Fig. 6.The GLS and branch method detects several conserved coding regions that are diverged in two blind mammals, the blind mole rat, and the cape golden mole. Manhattan plots show the genomic location of 184,412 conserved coding regions and their associated P-values computed by the GLS (A) and branch method (B). All conserved coding regions that correspond to exons of the genes with a function in eye development and perception of light (supplementary table 2, Supplementary Material online) are shown in red.
Functional Enrichments of the 208 Genes for Which the GLS and Branch Method Detected Increased Divergence in Blind Mammals.

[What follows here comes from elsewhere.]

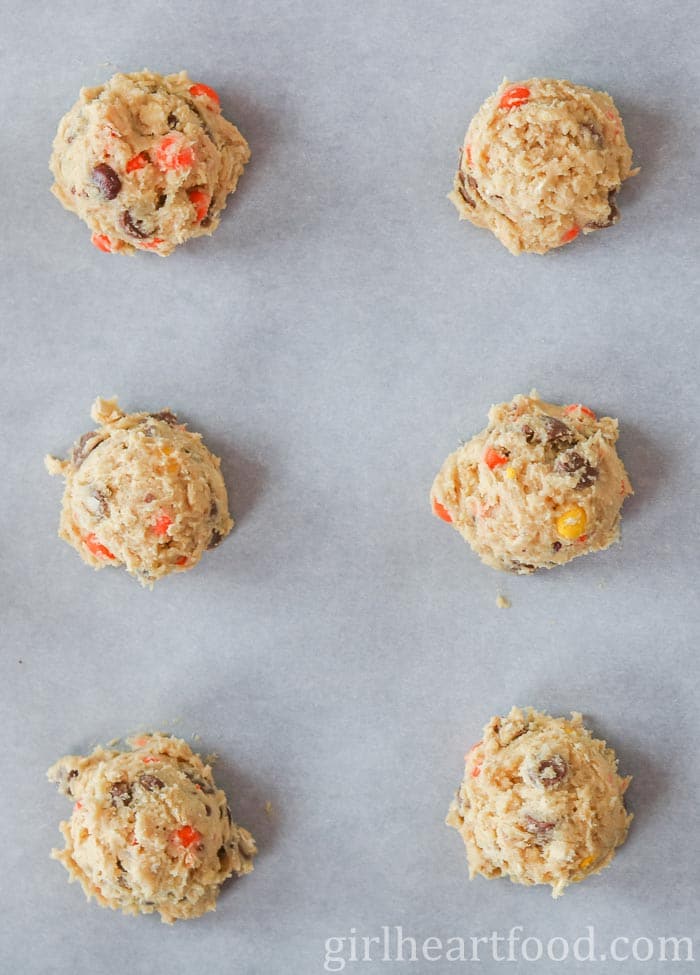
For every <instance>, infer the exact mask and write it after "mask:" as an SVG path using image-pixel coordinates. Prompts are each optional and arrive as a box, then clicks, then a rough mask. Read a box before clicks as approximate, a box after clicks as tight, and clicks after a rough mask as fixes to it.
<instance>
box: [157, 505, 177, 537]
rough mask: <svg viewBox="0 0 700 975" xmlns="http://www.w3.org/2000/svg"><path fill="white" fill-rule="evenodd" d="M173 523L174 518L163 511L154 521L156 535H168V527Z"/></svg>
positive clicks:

| Ontology | Adjusted P-value | Genes |
|---|---|---|
| Sensory perception of light stimulus (GO:0050953) | 2.3E−09 | CRYBB1;ABCA4;CRYBB3;CRYBA1;KRT12;CRYBB2;CRYBA4;CACNA1F;ARR3;GUCY2F;USH2A;GABRR2;BFSP2;OPN1MW;RDH5;GJA8;RGR;IMPG1 |
| Visual perception (GO:0007601) | 2.3E−09 | |
| Sensory perception (GO:0007600) | 8.8E−05 | CRYBB1;ABCA4;CRYBB3;CRYBA1;CRYBB2;KRT12;CRYBA4;TAAR3;ARR3;CACNA1F;GUCY2F;USH2A;GABRR2;BFSP2;OPN1MW;RDH5;GJA8;RGR;IMPG1 |
| Lens development in camera-type eye (GO:0002088) | 0.008 | LIM2;CRYBA2;CRYBA1;GJA8;GJE1 |
| Detection of light stimulus (GO:0009583) | 0.011 | OPN1MW;GJA10;ABCA4;RDH5;CACNA2D4;CACNA1F;RGR;GUCY2F |
| Detection of visible light (GO:0009584) | 0.026 | OPN1MW;GJA10;ABCA4;RDH5;CACNA2D4;CACNA1F;GUCY2F |
| Structural constituent of eye lens (GO:0005212) | 1.5E−09 | LIM2;BFSP2;BFSP1;CRYBB1;CRYBB3;CRYBA2;CRYBB2;CRYBA1;CRYBA4 |
| MP0005551_abnormal_eye_electrophysiology | 7.8E−08 | ABCA4;CACNA2D4;CACNA1F;ARR3;USH2A;GUCY2F;GABRR1;GJA10;RDH5;SLC16A8;GJA8;RGS11;RGR |
| MP0002697_abnormal_eye_size | 0.020 | LIM2;HECTD1;HSF4;CRYBA1;CRYBB2;GJA8;GJE1 |
| MP0005193_abnormal_anterior_eye | 0.018 | LIM2;BFSP2;BFSP1;HSF4;KRT12;CRYBB2;CRYBA1;GJA8;LYST;GJE1 |
| MP0003787_abnormal_imprinting | 0.032 | SNRPN;ARID4A;ARID4B |
| MP0008877_abnormal_DNA_methylation | 0.040 | |
| MP0005253_abnormal_eye_physiology | 0.040 | BFSP2;ABCA4;RDH5;GJA8;RGR |
| Zonular cataract (HP:0010920) | 2.6E−07 | BFSP1;CRYBB1;HSF4;CRYBB3;CRYBA1;CRYBB2;CRYBA4;GJA8 |
| Corneal dystrophy (HP:0001131) | 0.007 | OPN1MW;CRYBB1;CRYBB2;KRT12;CRYBA4;GJA8 |
| Nuclear cataract (HP:0100018) | 0.004 | CRYBB1;HSF4;CRYBB3;GJA8 |
| Cataract | 4.6E−09 | LIM2;BFSP2;BFSP1;CRYBB1;CRYBB3;HSF4;CRYBA1;CRYBB2;CRYBA4;GJA8 |
| Retina | 0.009 | CH25H;ABCA4;RDH5;CRYBB2;SLC16A8;RGR;ARR3;IMPG1;TNS1 |
| Lens | 0.044 | TKTL1;LIM2;UHRF2;CRYBB1;CYP3A44;CRYBB3;CRYBA2;CRYBA1;CRYBB2;CRYBA4;GJE1;BFSP2;BFSP1;EWSR1;GJA10;CAPRIN2;HSF4;PCNX;GJA8;BIRC7;AGFG1 |
| Retina | 0.044 | PPM1N;ABCA4;BRAF;CACNA2D4;ARR3;USH2A;GABRR2;GABRR1;PIK3CA;OPN1MW;BC030499;UBN2;FBXL5;IMPG1;DRD4;SERINC4 |
| Crystallin | 5.8E−05 | CRYBB1;CRYBA2;CRYBA1;CRYBB2;CRYBA4 |
Enrichments were computed by Enrichr (Chen et al. 2013).